The NRVC is one more manifestation of that leading role. The center provides research, techniques, education and source-identified seed for restoration and preservation of native vegetation systems in rights-of-way and other lands.
Funding for the 10,000-square-foot center, created from renovated space in an existing campus warehouse, was provided by a federal appropriation, the Transportation Equity Act for the 21st Century (TEA 21), with the support of Senators Charles Grassley and Tom Harkin. The University matched the appropriation with 35 acres of land near the NRVC.
The renovated building includes offices, a conference/classroom, research space and an area for native seed cleaning and handling, including a cold room for extended seed storage. An unfinished room is planned to be a native seed-testing laboratory. The TEA 21 grant also provided funds to purchase seed-cleaning equipment.
The IRVM Program, the center's oldest, grew out of Iowa Roadside Vegetation Management legislation, in 1988, that declared it to be 'in the general public welfare of Iowa and a highway purpose for the vegetation of Iowa's roadsides to be preserved, planted and maintained to be safe, visually interesting, ecologically integrated and useful for many purposes.'
In the past decade, UNI's IRVM program and the Iowa DOT's Living Roadway Trust Fund have placed Iowa at the forefront of native roadside vegetation management in the nation. Kirk Henderson heads this program that assists Iowa counties with implementation and support of IRVM programs. Eighty of Iowa's 99 counties have IRVM plans on file and 50 of them have implemented those programs. Sixty-two counties have shared $2 million in seed and planted 3,000 acres of roadsides since 1998.
The Prairie Institute is managed by Daryl Smith, NRVC director. The institute provides consultation on prairie and savanna restoration, reconstruction and management. It conducts research in prairie ecology and restoration and promotes prairie education and awareness. The institute is currently in the post-production phase of a documentary film project, 'America's Lost Landscape: The Tallgrass Prairie,' with plans for broadcast on PBS and distribution to libraries, schools and museums throughout the Midwest.
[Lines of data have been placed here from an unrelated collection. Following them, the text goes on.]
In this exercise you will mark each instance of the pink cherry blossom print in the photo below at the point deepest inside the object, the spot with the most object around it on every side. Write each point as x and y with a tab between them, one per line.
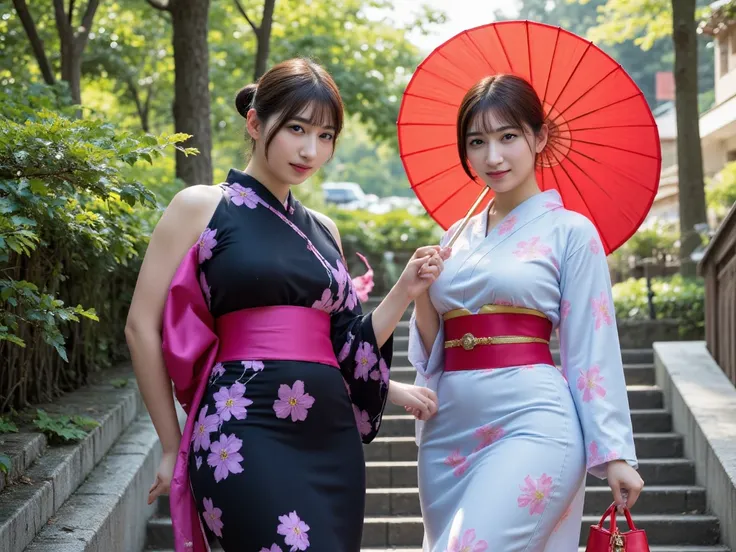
212	517
458	462
564	309
601	311
362	419
206	244
488	434
295	531
365	359
203	427
531	250
381	373
589	382
594	246
218	370
345	351
507	225
293	401
535	493
206	291
467	543
230	402
242	196
224	456
255	365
The Iowa Ecotype Project was developed to meet the need for Iowa-origin seed for prairie restorations and roadside plantings, as locally adapted native species are more likely to thrive and out-compete weedy species. Greg Houseal, program manager, and staff work with commercial native seed growers to increase the availability and affordability of Iowa source-identified seed. Seed and plant materials for seed increase and research are collected from native remnant populations across Iowa. The land provided by UNI is used for production plots to increase foundation seed. Some of the remnant seed is placed in long-term storage repository for future use as seed stock or research.
Currently, seed of 40 species and 1,800 populations in Iowa is being increased. Fifty-three ecotypes of 22 species have been released for commercial production. In 2003, licensed growers produced more than 60,000 pounds of commercial Source-Identified Iowa Ecotype Project Seed.